Kevin Kruse: I’m still a fan of hard work and entrepreneurial hustle. There will always be times when you have to work on a Saturday or work 12 hours, but that’s the exception not the rule. Extremely long days can work in the short term, but long-term you have to find a balance. Working smart is more important than working hard. Start getting really clear about your values. Then decide how many minutes a day or a week you will invest in those values. You need to design your life, think about your ideal week, month and year to get the life you want, then take those 1440 minutes a day and drop them into each bucket. That’s your calendar. All the people I interviewed aren’t stressed out and worried about time, because they’ve thought about this and they have really clear values.
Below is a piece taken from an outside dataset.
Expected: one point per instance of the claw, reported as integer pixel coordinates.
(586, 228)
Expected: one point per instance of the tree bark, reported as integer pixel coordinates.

getAbstract: We have one last question, what’s your next book project?
Kevin Kruse: I just signed a deal with Rodale. They focus on health and fitness. It’s going to be a about leadership principles that you can apply to any area of your life. It’ll be out in 2018.
getAbstract: That’s a very interesting topic. At getAbstract, we love the idea of Everyday Leadership. You don’t need to be in a position of leadership in your company to act like a leader and think like leader.
Kevin Kruse: That’s exactly right. And I love that, it’s everyday leadership. That’s part of the message of my podcast, The LEADx Show. Leadership is not a choice. Leadership is influence. You influence people with your words and with your silence. You also influence people with your actions and if you choose to be a bystander, that encourages people in a different way. So, we’re all leaders. I say, lead with intent and lead carefully because everybody is watching what you’re doing and not doing, what you’re saying and not saying, at home and at work.
getAbstract: That’s a great message. And with that, thank you Kevin for your time. We’re looking forward to your new book!
About Kevin Kruse
Kevin Kruse is an Inc. 500 entrepreneur and the CEO of LEADx. He helps people all over the world become more productive. In his book 15 Secrets Successful People Know About Time Management, he reveals the habits of self-made millionaires, Olympic athletes, entrepreneurs and straight-A students.